El trineo se deslizaba rápidamente sobre el suelo helado y el Herido solamente podía ver la espalda fornida del conductor. Se trataba de un campesino de edad madura, con abrigo y gorro de pieles, anchas espaldas y barba muy poblada. No hablaba nada, solamente de vez en cuando chasqueaba la lengua para avivar el paso del caballo y dirigirlo por un campo nevado, sin caminos y sin luz, hacia un lugar que él sólo en su cabeza tenía marcado, y al que se dirigía como si un poderoso imán lo atrajera.

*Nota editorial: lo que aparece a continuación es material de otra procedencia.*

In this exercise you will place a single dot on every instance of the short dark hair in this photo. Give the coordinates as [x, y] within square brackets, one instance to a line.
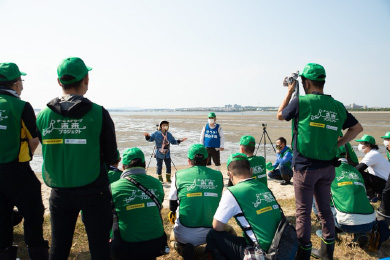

El cabo de las Moras, acurrucado en la parte posterior del trineo mordía la manta, que le cubría, para soportar el inmenso dolor y se aferraba a su fusil. Tenía orden de disparar al ruso si observaba alguna cosa extraña en él; pero en aquella interminable noche todo era tan extraño, que decidió rezar y ponerse en manos de Dios y de aquel hombre desconocido que, en verdad, le estaba ayudando.
Antes de que apuntaran las primeras luces del alba, el trineo paró delante del Hospital de Sangre de Podberesje donde ya los estaban esperando y donde rápidamente el personal sanitario se hizo cargo del herido que ya estaba muy débil por la pérdida de sangre. Al momento se le puso una transfusión y se cortó de forma eficiente la hemorragia; pero allí no se decidieron a intervenir y acordaron trasladarlo en ambulancia, al día siguiente, al hospital de Grigorovo, donde le amputaron el pie izquierdo 12 centímetros, más o menos, por encima del tobillo.